15. März 2009

Traumwelt?

Before

Die Geschichte beginnt ruhig. Ich liege im Bett und bin gerade im Begriff einzuschlafen. Diese Phase wo man noch ein wenig Körper und noch nicht ganz Geist ist. Zwischen den Welten.

Auf einmal schießt mir ein Bild durch den Kopf. Ich stehe vor der Tür meiner Eltern und klingele. Allein das ist, ob unseres in letzter Zeit schlechten Verhältnisses, etwas Verwunderliches. Aber es kommt noch besser; ich stehe als Sarah vor der Tür meiner Eltern, die bis dato noch nicht einmal von ihr ahnten.

Rückblende

Am 23. Dezember 2004 schrieb ich:

[…]Irgendwie kamen wir auf meine Eltern zu sprechen, mit denen ich mich im Moment nicht sehr gut verstehe. Meine Eltern sind relativ konservativ, was „andersartige“ Menschen angeht. Für meinen Vater sind Schwule schon fast Aussetzige, Männer die im Rock durch die Gegend laufen direkt schwul. Er würde denken er hätte irgendwas in seiner Erziehung falsch gemacht, wenn ich ihm von mir erzählen würde. Was meine Mutter sagen würde? Keine Ahnung, aber ich glaube es würde in die gleiche Richtung gehen, deswegen werde ich auch das nicht ausprobieren. Feige?
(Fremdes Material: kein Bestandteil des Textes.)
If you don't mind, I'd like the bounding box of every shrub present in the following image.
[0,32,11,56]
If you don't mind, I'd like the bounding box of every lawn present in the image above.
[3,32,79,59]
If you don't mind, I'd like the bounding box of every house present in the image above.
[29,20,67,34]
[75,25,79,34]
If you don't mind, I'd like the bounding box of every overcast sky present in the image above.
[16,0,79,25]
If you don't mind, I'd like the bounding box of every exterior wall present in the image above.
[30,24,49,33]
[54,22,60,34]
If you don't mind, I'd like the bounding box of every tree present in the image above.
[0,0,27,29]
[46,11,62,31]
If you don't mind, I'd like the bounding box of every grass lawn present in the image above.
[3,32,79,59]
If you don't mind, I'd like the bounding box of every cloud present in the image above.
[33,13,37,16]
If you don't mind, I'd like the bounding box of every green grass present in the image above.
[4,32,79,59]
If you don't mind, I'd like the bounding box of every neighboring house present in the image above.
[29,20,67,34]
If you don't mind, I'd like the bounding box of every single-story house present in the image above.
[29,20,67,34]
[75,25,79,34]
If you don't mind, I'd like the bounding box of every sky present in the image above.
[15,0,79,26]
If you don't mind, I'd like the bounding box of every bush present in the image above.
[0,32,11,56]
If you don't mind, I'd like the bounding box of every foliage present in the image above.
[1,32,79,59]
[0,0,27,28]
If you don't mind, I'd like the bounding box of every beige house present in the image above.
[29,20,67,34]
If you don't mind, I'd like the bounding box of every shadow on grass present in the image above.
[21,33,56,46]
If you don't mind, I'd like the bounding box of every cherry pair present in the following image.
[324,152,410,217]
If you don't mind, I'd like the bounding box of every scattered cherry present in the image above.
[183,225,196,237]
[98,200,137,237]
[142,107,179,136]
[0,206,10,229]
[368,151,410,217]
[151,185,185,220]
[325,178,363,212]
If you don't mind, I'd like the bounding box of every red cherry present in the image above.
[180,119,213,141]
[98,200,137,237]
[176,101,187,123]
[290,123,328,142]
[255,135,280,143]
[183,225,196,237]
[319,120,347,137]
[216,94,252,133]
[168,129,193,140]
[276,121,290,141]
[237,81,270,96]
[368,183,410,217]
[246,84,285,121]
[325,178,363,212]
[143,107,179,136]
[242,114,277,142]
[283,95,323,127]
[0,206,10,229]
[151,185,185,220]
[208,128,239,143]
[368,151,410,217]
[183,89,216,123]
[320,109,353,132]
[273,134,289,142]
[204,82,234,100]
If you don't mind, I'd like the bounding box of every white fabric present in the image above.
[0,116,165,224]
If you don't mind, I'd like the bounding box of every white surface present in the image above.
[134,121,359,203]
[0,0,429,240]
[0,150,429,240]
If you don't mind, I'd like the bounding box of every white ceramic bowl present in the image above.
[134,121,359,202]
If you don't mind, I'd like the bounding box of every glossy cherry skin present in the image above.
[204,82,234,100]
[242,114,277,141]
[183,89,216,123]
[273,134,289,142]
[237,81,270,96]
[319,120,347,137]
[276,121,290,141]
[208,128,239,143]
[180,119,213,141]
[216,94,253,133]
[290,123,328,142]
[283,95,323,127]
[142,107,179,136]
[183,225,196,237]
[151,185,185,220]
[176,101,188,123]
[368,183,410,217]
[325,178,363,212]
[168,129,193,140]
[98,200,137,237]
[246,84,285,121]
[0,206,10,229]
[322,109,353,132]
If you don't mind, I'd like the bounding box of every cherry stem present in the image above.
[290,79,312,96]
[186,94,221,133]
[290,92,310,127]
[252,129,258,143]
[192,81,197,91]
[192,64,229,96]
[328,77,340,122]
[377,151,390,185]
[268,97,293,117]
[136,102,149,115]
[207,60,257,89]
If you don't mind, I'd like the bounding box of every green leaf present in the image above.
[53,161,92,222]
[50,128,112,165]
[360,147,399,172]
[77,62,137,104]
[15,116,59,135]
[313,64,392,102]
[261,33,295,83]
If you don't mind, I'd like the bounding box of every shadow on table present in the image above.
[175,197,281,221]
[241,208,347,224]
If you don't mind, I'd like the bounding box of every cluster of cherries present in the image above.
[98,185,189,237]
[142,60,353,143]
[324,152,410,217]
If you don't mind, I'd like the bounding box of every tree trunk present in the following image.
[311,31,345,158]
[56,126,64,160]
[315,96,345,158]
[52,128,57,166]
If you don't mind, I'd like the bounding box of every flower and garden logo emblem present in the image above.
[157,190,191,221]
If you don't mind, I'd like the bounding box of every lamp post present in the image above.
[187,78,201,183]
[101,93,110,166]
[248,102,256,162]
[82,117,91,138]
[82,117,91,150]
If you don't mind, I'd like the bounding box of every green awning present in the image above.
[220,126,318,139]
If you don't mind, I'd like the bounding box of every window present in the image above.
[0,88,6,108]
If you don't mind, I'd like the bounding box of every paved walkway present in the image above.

Auf jeden Fall sagte meine Schwiegermama zu mir: „Schade eigentlich, dass deinem Vater so viel von dir verloren geht.“ An diesem Satz habe ich zu knabbern. Weil es stimmt, was sie sagt. Es ist ein großer Teil von mir. Und er ahnt noch nicht einmal etwas davon. […]

Zum Originalbeitrag

Innere Stimme

Zwischen dem Traum und einer Autofahrt als Sarah zu meinen Eltern verging knapp eine Woche. Ich war aufgeregt, hatte kalte Hände, trotz Stulpen. Was würden sie sagen? Wie würden sie reagieren? Das hatte der Traum offen gelassen. Aber ich war überzeugt davon, dass meine innere Stimme Recht hatte; ich tat das Richtige. Das klingt vielleicht esotherisch, aber das ist mir egal.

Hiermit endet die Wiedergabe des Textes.